Let $P(x,y,z)$ be the given assertion. Then, from $P(x,y,f(z))$ and $P(x,y,z),$ we have that $$x+y+f(z)+1 $$$$= f^{f^{x}(y)}(f(z)) $$$$= f^{f^{x}(y)+1}(z) $$$$= f\left(f^{f^{x}(y)+1}(z)\right) = f(x+y+z+1),$$implying that $f(x)$ is of the form $x+a,$ for some $a.$ Now, plugging this into the original equation, we find that the only solution is $f(x) = x+1.$

The only solution is $f(x) = x + 1,$ which works. Plug in $z = f(t)$ to get $$f^{f^{f(x)} (y) + 1} (z) = x + y + f(z) + 1.$$However, this is also equal to $$f(f^{f^{f(x)} (y)} (z)) = f(x+y+z+1),$$so $$f(x+y+z+1) = x+y+1+f(z)$$for all $x,y,z \in \mathbb{N}.$ In particular, we get $f(x+3) = f(x) + 3, f(x+4) = f(x) + 4,$ and $f(x+5) = f(x) + 5.$ Thus the first six values of $f$ are $$f(1), f(2), f(3), f(1) + 3, f(1) + 4 = f(2) + 3, f(1) + 5 = f(2) + 4 = f(3) + 3.$$Hence $f(2) = f(1) + 1, f(3) = f(2) + 1.$ Therefore, $f(x) = x + f(1) - 1.$ A quick check gives that $x+1$ is the only solution of the form $x+c$ that works, so we are done.

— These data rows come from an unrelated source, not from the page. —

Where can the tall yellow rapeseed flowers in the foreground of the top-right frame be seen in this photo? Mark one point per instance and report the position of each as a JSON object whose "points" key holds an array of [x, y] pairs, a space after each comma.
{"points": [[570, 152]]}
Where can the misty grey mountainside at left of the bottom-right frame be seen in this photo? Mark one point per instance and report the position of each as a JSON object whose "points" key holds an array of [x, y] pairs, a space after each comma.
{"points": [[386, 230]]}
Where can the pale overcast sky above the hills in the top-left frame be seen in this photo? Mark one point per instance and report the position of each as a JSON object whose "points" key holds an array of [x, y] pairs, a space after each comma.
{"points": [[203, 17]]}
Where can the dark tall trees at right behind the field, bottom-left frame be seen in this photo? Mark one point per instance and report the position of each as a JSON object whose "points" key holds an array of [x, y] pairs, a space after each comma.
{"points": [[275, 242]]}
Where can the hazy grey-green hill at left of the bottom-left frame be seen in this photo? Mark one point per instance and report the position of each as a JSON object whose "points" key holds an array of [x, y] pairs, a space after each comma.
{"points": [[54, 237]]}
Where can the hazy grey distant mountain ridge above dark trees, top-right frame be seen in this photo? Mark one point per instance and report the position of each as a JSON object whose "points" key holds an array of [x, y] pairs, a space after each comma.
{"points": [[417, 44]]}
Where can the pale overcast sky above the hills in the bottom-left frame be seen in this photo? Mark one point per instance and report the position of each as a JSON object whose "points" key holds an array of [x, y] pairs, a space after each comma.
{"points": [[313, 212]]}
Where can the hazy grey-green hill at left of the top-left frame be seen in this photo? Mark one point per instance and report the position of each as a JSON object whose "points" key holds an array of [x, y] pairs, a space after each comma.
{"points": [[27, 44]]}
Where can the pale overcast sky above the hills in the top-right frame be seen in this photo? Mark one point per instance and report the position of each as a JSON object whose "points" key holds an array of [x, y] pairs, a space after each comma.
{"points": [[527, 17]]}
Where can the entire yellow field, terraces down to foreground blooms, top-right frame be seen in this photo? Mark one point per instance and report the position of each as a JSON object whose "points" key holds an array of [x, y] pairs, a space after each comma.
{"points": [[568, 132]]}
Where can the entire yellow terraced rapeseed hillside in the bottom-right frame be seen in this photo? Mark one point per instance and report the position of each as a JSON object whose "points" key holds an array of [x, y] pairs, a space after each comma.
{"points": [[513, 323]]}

We clearly have that $f$ is surjective for all values above $3$. We also have that $f$ is injective. We also get that for all values $n\geq 2$ there must exist a value $k$ such $f^k(1)=n$. We also get that $f^f(y)f(x)= f^f(k)f(m)$ if $x+y=k+m$, thus because everything is in a chain, we get that $f^{f(x+y-1)}f(1)$, is equal to all those values and as there are $x+y-1$ of those values we get $f(x+y-1)> x+y-1$. Thus we get the function is increasing, and clearly this only works if $f(x)=x+1.

7 minute solve Observe that $f(x+y+z+1)=f^{f^{f(x)}(y)+1}(z)=f^{f^{f(x)}(y)}(f(z))= x+y+f(z)+1 \stackrel{\text{sim}}= x+f(y)+z+1$ which means that $f(z)-z = f(y)-y$ for all $y,z \in \mathbb N$ which means $f(x)= x+c$ for some $c$. Testing $f(x) = x+c$ we get $f^{f^{f(x)}(y)}(z) = f^{f^{x+c}(y)}(z) = f^{y+cx+c^2}(z) = z+cy+c^2x+c^3=x+y+z+1$ which means that $c=1$ or $f(x)=x+1$.